Monuments don’t just say something about the people they honor—they also reveal information about the values the people honoring them hold dear. And in Belle Plaine, Minnesota, a debate over just those values has resulted in a somewhat unlikely structure: a pentagram-covered veteran’s memorial donated by the Satanic Temple.

As Christopher Mele reports for The New York Times, a scuffle over religious expression sparked the idea for the memorial. When a local veterans’ club decided to erect a monument that showed a silhouetted soldier kneeling before the cross in a public veterans memorial park, it set off an argument over religious expression. The cross was removed after objections from both locals and the Freedom From Religion Foundation, an advocacy group that promotes nontheism and supports the separation of church and state.

But the controversy had only just begun. Public pressure mounted in Belle Plaine, and the Minneapolis Star Tribune’s Liz Sawyer reports that local citizens occupied the park daily with crosses of their own. Finally, the city council voted to designate the park a “limited public forum,” which would open it up to a total of five donated displays that honor veterans.

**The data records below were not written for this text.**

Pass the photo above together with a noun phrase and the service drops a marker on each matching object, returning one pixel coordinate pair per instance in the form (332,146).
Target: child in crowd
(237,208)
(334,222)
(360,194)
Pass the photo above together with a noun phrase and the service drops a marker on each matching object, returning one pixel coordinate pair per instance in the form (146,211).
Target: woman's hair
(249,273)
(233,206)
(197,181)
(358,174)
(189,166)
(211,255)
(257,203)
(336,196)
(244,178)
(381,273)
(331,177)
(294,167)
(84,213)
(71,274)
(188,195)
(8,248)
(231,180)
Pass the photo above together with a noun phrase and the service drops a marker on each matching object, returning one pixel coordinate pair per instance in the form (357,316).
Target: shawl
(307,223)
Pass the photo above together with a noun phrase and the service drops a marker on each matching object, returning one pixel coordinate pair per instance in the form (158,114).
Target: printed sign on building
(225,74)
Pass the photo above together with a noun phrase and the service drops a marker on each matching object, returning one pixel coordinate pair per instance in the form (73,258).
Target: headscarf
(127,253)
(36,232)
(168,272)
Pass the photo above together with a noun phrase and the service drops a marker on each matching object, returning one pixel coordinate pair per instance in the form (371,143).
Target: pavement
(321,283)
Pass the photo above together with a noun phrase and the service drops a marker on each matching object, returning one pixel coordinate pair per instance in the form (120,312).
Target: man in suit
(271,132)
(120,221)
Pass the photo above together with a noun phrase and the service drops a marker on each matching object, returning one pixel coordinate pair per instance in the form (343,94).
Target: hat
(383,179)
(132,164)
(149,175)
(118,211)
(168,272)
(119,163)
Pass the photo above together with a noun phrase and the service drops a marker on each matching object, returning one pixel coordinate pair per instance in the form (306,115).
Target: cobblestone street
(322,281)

The cross will return to the park, but so will a memorial donated by the Satanic Temple, a political organization that promotes freedom of religious expression using satanic symbolism like the pentagram and a strong sense of satire. The memorial consists of a black steel cube with an empty soldier’s helmet on top and golden pentagram symbols along the sides.

On its website, the Satanic Temple says that the monument will be in the park within a few months. Mele reports that it will be the first of its kind on public grounds. “While the placement of a satanic monument on public property is obviously notable,” the organization says, “TST does not want to overshadow the monument’s purpose of honoring veterans.”

It’s not the first time the Satanic Temple has made its presence known. As Katherine Stewart reported for The Washington Post last year, the group also sponsors “After School Satan Clubs” in public elementary schools as a counterpoint to similar evangelical Christian programs.